Ecrit par Emmanuel Bloch - Avocat et doctorant en philosophie juive

La société occidentale moderne, cosmopolite et libérale, ne tolère qu’avec méfiance les traditions religieuses. Ces dernières garantissent pourtant un précieux « capital social » et font rempart au relativisme moral sans prétendre pour autant à la « vérité absolue ». En effet, comme des axiomes mathématiques indémontables, les dogmes religieux sont des postulats à partir desquels la vie prend son sens, tout comme l’idée même de vérité.

1941 : un bateau jette l’ancre dans le port de Casablanca. Sa cargaison : des réfugiés européens fuyant la terrible guerre qui ravage le vieux continent. Parqués dans un camp, les malheureux passagers ont interdiction formelle de sortir, à moins qu’une famille marocaine locale ne se porte garante et ne les prenne complètement à sa charge. Mais quel pauvre hère, exilé de Hongrie ou de Pologne, possède un tel réseau d’amitiés sur un continent étranger ?

La nuit passe avec son cortège d’angoisses. Au petit matin, la communauté juive locale prend connaissance de la situation. Quelques heures plus tard, il ne reste plus aucune famille juive dans le camp de réfugiés : toutes ont trouvé accueil dans la communauté juive de Casablanca. Parmi les bénéficiaires de cette extraordinaire hospitalité marocaine, la famille paternelle de Moshe Koppel, l’auteur du livre qui nous intéresse aujourd’hui.

Koppel est un homme aux talents multiples. Professeur d’informatique à l’université de Bar-Ilan, auteur de deux livres sur la littérature rabbinique ainsi que de nombreux articles, activiste politique et fondateur d’un important think tank libertarien. Son dernier ouvrage, Judaism Straight Up : Why Real Religion Endures, puise son sujet dans tous ces centres d’intérêt, mais son objectif premier est de présenter une défense passionnée et intelligente de l’importance des traditions, et en particulier des traditions religieuses, dans le développement des sociétés humaines.

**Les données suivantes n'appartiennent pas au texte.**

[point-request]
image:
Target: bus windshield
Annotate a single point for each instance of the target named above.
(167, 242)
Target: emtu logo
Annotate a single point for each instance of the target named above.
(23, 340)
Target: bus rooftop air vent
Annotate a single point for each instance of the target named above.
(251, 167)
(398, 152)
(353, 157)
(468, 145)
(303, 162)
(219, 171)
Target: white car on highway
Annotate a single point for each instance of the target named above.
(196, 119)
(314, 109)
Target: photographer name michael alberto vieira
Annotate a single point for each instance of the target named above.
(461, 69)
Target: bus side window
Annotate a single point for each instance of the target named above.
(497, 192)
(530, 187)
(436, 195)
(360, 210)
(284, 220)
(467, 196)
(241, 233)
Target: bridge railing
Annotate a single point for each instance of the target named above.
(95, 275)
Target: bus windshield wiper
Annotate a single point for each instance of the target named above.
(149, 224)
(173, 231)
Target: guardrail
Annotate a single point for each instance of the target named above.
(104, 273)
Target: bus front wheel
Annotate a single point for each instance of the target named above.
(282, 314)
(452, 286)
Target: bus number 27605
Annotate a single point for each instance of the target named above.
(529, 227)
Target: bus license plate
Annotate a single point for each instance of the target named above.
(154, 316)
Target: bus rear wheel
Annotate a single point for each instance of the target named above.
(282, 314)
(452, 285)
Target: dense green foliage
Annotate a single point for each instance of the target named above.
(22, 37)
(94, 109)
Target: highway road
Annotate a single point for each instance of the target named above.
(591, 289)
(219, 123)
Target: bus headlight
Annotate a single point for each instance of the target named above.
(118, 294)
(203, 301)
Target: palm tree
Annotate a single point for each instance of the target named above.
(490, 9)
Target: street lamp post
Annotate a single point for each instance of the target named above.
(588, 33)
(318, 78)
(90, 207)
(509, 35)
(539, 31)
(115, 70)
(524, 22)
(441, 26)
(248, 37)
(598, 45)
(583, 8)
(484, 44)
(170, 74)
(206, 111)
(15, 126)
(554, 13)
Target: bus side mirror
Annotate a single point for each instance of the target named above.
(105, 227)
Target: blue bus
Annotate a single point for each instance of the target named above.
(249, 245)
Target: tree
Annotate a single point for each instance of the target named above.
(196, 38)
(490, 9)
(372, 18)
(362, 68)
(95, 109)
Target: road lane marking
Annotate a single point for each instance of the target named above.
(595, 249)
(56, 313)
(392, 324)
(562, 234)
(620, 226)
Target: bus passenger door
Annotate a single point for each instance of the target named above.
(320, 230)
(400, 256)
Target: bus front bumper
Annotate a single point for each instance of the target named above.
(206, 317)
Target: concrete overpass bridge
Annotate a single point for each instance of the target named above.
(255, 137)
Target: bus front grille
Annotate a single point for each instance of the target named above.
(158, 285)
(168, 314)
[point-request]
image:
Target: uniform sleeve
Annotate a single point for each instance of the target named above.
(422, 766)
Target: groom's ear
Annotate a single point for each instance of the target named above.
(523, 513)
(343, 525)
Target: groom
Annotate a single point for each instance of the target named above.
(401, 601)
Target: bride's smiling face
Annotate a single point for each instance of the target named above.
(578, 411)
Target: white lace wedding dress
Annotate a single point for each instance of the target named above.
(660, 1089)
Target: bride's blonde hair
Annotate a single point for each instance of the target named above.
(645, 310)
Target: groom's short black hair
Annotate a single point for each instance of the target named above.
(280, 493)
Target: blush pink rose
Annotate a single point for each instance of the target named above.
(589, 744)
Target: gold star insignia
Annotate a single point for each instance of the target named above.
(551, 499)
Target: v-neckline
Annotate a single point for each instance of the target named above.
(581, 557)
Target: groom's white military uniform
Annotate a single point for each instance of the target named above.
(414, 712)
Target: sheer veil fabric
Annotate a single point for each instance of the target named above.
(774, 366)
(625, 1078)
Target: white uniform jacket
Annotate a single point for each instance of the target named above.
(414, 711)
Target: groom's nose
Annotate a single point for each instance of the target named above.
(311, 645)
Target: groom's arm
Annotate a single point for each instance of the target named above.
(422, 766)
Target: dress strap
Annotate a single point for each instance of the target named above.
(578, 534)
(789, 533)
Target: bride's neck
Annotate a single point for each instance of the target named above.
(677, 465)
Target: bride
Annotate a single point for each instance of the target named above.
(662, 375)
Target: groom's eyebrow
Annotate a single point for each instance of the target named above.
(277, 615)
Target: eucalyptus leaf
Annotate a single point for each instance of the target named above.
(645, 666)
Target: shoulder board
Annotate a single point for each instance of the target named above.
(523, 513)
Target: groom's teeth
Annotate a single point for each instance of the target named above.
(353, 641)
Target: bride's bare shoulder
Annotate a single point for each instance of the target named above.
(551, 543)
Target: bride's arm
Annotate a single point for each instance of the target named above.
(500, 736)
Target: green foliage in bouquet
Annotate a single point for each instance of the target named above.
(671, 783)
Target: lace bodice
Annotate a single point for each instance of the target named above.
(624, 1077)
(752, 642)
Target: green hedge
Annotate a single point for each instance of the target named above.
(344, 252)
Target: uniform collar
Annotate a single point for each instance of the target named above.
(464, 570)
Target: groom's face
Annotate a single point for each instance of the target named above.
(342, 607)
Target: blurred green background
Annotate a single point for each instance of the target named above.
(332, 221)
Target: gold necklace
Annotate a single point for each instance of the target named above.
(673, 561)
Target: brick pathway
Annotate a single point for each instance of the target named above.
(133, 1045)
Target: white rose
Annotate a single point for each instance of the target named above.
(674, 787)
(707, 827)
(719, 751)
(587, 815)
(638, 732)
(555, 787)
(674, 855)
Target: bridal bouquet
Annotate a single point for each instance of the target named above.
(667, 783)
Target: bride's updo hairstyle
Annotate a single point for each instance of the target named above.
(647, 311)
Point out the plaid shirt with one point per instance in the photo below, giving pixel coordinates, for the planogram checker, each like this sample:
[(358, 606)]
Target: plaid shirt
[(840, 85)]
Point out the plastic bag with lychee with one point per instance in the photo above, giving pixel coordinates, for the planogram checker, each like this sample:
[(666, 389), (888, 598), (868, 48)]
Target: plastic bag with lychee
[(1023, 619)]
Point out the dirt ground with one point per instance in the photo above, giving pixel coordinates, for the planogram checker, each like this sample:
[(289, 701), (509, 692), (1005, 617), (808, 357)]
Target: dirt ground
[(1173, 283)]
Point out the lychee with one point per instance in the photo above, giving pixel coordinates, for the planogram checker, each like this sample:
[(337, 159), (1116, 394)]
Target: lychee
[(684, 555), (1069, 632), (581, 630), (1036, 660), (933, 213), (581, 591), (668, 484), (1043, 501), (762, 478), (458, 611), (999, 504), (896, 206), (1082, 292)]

Une thèse majeure traverse le livre de Koppel : pour prospérer, toute société humaine doit être structurée autour d’un réseau dense de traditions. Ces traditions, qui comprennent des pratiques rituelles, des tabous alimentaires, des interdits sexuels, et d’autres encore, remplissent des fonctions sociales importantes : signaler la loyauté d’un membre individuel au projet de vie porté par la collectivité, inculquer des valeurs telles que la gratification différée ou le respect dû aux anciens, créer le sentiment d’une communauté d’objectifs parmi les membres du groupe, etc.

Prises dans leur ensemble, ces traditions permettent de créer un important « capital social » garantissant la stabilité et la pérennité de la communauté. Ainsi, pour résoudre le mystère de notre anecdote introductive, c’est l’existence de normes sociales partagées qui permet à des réfugiés est-européens de trouver accueil chez des familles marocaines encore inconnues la veille.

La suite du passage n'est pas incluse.